Mesajı Okuyun
Old 06-08-2018, 21:29   #3
Av. Suat

 
Varsayılan

Taksim sözleşmesinin yapılması anında anılan binadan herkesin yararlanmasına müsaade edileceği yönünde bir irade ortaya koyup böylece herkesi ikna ederek taşınmazın devrini sağladıktan sonda bundan dönmek hali irade fesadı hallerinden hiledir kanımca.

T.C.
YARGITAY
Hukuk Genel Kurulu
Esas: 2004/14-558
Karar: 2004/722
Karar Tarihi: 15.12.2004
ÖZET : ......Hile nedeniyle iradenin fesada uğratıldığı iddiası tanık delili ile de ispat edilebilir

T.C.
Yargıtay
1. Hukuk Dairesi
Esas No:2013/22333
Karar No:2014/4568
K. Tarihi:27.2.2014
Dava; hata hukuksal nedenine dayalı miras taksim sözleşmesinin iptali ve tapu iptal ve tescil isteğine ilişkindir.
Hemen belirtilmelidir ki; hak düşürücü süreyi düzenleyen 6098 sayılı Türk Borçlar Kanunu'nun 39. (818 sayılı Borçlar Kanunu'nun 31. ) maddesi '' yanılma veya aldatma sebebiyle ya da korkutulma sonucunda sözleşme yapan taraf, yanılma veya aldatmayı öğrendiği ya da korkutmanın etkisinin ortadan kalktığı andan başlayarak bir yıl içinde sözleşme ile bağlı olmadığını bildirmez veya verdiği şeyi geri istemezse, sözleşmeyi onamış sayılır'' hükmünü içermektedir.
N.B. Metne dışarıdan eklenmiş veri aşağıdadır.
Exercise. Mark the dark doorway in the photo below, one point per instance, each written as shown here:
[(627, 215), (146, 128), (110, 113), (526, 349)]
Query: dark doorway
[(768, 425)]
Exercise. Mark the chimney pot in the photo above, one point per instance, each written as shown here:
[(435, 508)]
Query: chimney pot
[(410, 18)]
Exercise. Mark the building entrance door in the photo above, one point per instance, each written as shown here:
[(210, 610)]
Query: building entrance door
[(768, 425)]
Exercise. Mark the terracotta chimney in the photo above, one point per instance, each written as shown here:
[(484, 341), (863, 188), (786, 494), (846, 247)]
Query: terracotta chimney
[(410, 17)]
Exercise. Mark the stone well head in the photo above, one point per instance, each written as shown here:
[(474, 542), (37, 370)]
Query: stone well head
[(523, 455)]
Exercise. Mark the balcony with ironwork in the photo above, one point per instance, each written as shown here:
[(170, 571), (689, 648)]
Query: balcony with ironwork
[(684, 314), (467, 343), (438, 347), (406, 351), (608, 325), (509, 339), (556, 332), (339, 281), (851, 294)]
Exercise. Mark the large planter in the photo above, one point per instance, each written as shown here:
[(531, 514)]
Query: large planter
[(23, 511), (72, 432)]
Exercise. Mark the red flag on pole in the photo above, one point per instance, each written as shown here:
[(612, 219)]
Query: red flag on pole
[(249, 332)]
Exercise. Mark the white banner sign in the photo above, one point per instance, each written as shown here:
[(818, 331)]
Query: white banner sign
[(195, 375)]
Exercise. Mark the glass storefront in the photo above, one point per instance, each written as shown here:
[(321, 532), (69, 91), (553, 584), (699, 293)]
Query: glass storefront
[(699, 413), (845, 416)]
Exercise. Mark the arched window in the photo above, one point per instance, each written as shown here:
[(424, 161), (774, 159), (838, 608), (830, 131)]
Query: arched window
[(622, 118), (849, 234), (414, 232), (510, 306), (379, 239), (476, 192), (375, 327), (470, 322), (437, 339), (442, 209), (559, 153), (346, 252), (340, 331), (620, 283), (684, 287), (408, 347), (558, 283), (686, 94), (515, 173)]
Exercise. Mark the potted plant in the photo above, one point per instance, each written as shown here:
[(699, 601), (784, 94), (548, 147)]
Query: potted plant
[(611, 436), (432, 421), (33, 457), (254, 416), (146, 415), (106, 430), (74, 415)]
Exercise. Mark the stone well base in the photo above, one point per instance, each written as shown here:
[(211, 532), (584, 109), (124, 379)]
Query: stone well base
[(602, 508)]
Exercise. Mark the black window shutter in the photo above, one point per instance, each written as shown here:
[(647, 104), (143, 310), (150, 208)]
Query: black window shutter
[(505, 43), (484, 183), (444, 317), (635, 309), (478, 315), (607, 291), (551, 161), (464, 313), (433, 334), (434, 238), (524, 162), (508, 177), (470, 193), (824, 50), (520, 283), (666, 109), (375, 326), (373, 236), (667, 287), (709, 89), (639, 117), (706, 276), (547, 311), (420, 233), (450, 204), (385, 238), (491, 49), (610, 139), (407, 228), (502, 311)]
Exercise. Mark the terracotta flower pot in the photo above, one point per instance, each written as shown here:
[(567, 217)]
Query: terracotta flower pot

O halde, hak düşürücü sürenin geçmiş olması halinde mahkemece işin esasının incelenemeyeceği ve salt bu nedenle davanın reddine karar verileceği kuşkusuz olup sürenin mahkeme tarafından re'sen dikkate alınıp incelenmesinde yasal zorunluluk bulunmaktadır.